Description
Fiction. Brian Castro's award-winning novel, THE GARDEN BOOK, is a meditation on loneliness, addiction and exploitation. Set in the years between the Depression and the Second World War in Australia's Dandenong Ranges, it follows the emotionally turbulent life of the beautiful Swan Hay (born Shuang He)—her marriage to the passionate yet brutal Darcy Damon, her love affair with the aviator Jasper Zenlin and her rise to literary fame overseas after her poetry is translated into French without her knowledge. Fifty years after her disappearance into institutions and a life of poverty and despair, Norman Shih—a rare-book librarian and "expert in self-effacement"—begins to piece together the life and losses of Swan.
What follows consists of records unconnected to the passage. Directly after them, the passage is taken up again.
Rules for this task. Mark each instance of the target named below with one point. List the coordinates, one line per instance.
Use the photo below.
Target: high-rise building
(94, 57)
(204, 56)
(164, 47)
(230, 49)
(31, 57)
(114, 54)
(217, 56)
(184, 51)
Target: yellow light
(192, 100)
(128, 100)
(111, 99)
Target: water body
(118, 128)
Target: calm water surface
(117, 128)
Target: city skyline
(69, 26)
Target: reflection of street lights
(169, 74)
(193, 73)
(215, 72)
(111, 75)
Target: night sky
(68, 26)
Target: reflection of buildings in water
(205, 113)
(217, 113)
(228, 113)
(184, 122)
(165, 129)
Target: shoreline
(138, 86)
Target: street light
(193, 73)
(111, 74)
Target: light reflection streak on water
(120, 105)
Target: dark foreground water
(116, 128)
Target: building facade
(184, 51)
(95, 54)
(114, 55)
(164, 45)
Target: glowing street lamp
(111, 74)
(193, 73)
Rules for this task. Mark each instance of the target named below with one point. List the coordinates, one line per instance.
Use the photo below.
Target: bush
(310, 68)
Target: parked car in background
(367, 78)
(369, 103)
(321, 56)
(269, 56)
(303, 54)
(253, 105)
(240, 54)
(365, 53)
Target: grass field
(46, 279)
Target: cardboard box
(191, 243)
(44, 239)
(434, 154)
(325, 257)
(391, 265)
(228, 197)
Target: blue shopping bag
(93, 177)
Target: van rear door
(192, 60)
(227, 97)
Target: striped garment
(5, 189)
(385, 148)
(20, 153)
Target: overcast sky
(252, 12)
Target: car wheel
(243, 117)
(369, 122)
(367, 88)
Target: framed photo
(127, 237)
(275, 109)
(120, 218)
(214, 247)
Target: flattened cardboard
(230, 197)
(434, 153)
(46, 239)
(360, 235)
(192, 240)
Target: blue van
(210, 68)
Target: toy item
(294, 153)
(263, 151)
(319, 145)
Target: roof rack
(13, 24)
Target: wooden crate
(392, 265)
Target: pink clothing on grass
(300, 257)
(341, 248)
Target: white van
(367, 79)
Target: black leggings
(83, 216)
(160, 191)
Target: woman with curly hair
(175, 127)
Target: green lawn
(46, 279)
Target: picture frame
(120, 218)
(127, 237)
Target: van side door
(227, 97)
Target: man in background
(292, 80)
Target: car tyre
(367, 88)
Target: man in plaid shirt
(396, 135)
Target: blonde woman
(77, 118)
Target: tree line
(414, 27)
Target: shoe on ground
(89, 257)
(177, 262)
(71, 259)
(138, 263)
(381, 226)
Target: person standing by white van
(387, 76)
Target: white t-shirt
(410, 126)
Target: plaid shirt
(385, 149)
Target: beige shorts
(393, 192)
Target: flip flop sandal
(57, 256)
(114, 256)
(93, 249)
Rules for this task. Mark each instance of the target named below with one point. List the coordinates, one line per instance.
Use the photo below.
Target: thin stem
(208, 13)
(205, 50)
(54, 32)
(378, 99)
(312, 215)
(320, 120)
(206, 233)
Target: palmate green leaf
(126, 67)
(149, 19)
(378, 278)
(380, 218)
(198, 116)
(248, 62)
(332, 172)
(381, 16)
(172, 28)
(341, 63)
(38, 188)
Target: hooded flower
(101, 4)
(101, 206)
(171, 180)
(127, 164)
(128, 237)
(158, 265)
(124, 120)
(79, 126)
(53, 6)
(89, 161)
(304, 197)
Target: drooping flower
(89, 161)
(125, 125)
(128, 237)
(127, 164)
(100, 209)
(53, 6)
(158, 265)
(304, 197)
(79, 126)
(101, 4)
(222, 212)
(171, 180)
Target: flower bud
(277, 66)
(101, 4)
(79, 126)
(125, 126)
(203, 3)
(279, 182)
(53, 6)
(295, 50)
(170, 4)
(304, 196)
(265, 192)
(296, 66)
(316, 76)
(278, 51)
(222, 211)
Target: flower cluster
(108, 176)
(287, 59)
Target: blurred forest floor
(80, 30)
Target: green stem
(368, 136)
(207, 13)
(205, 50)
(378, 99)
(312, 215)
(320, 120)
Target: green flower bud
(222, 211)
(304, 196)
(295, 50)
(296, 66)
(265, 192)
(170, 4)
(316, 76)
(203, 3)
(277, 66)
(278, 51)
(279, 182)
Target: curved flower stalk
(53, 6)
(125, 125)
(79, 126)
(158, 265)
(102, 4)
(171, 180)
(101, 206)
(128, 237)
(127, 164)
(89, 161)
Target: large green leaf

Tracking down clues from guesthouse libraries, antiquarian bookshops and Swan's own haunted writings, Shih fills out a portrait of early twentieth-century Australian lives wracked by modernist impulses of racial prejudice.
Author Bio
Brian Castro was born in Hong Kong in 1950, and arrived in Australia in 1961. His novels include Birds of Passage (1983), which shared the Australian/Vogel Literary Award; Double-Wolf (1991), winner of the Age Fiction Prize and the Victorian Premier's Award for Fiction; After China (1992), which also won the Victorian Premier's Award; Stepper (1997), for which he received the National Book Council Banjo Award; and The Garden Book (2005), winner of the Queensland Premier's fiction prize. His most recent novel is The Bath Fugues (2009). He is currently the Chair of Creative Writing at the University of Adelaide.